De esta manera se inició en 2008 otro PSIR para ampliar el polígono de Vallegón, cuyas primeras fases se desarrollaron sin contar con el Ayuntamiento y de manera impuesta, y pasados los años, tras muchos problemas de implantación e inversiones millonarias de dinero público. estos desarrollos están apenas sin industria implantada.
La argumentación ofrecida para lanzar la operación basada en falta de suelo para la instalación hospitalaria no parece justificada, puesto que el Ayuntamiento posee un terreno completamente regularizado urbanísticamente junto al polideportivo Pachi Torre que se encuentra segregado para tal fin y ya fue visitado por el consejero de Sanidad en 2024. Si hubiera realmente interés en él, el Ayuntamiento estaría obligado a cederlo.

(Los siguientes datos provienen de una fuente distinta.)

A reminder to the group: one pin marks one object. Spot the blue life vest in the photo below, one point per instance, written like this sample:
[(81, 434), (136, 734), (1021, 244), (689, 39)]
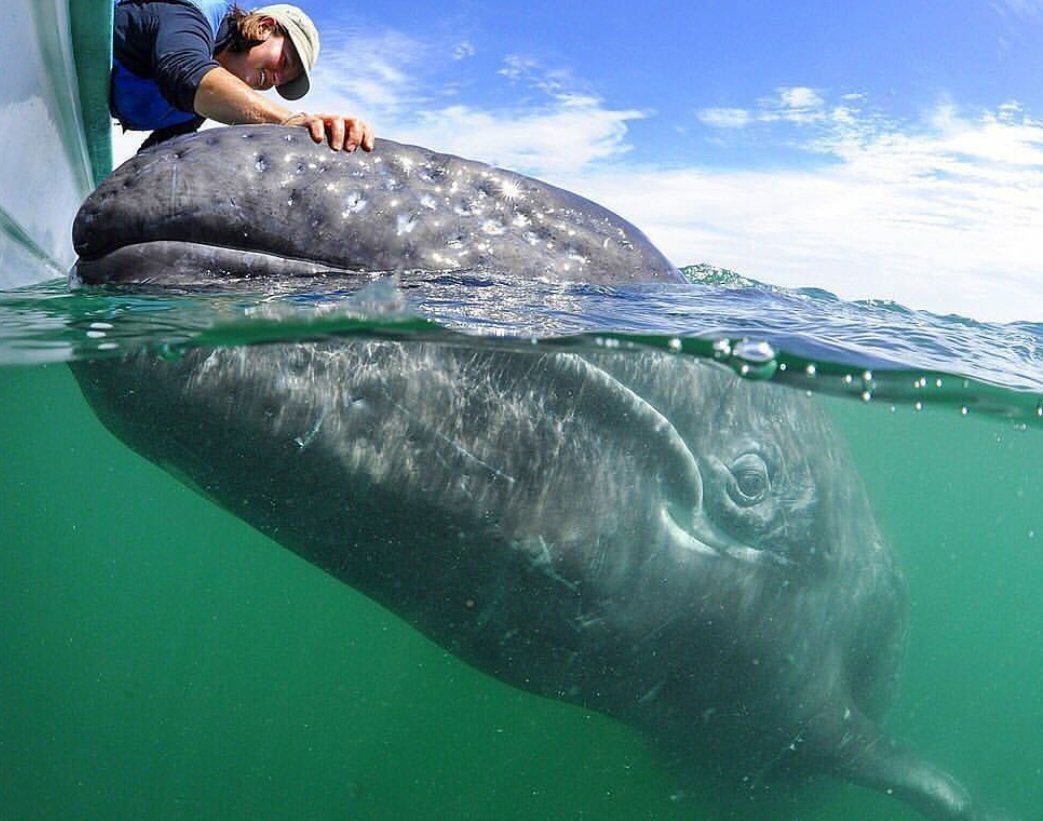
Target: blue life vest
[(138, 102)]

Además la ley del suelo de Cantabria obliga en su artículo 63.2 a construir un 30% de Viviendas de Protección Oficial en nuevos desarrollos, así que las 400 VPO anunciadas no llegarían a las 510 mínimas sobre el total de 1.700. Otro aspecto a considerar es que los aprovechamientos urbanísticos (un 15% sobre el beneficio de la operación) que en este caso podrían ser de varios millones de Euros) pese a que por ley corresponden a los Ayuntamientos, se los embolsaría el Gobierno Regional, sin tener que mantener después lo urbanizado.

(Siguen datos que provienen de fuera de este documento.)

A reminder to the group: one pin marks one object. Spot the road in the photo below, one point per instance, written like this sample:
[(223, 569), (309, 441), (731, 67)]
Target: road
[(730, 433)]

El PGOU de Castro tiene aún zonas por desarrollar que serían las zonas más idóneas para integrar un PSIR como el anunciado en la trama urbana, puesto que no tendría sentido transformar suelo rústico aislado con dificultades de comunicación y falta de servicios que derivarían en los problemas muy conocidos en Castro por “errores” del pasado.
A lo anterior habría que añadir que, tras décadas aspirando a la llegada del ferrocarril en Castro, cualquier desarrollo urbanístico deberá respetar la ubicación del único punto viable técnicamente para implantar la estación junto a parque de Bomberos, como determinó el estudio del Ministerio de Transporte. No respetarlo, supondrá enterrar definitivamente la llegada del tren a Castro.
Por todo ello, CastroVerde propone al Gobierno Regional buscar la ubicación idónea de ese PSIR de manera coordinada con el Ayuntamiento como conocedor de las necesidades del municipio, antes que con cualquier inversor privado.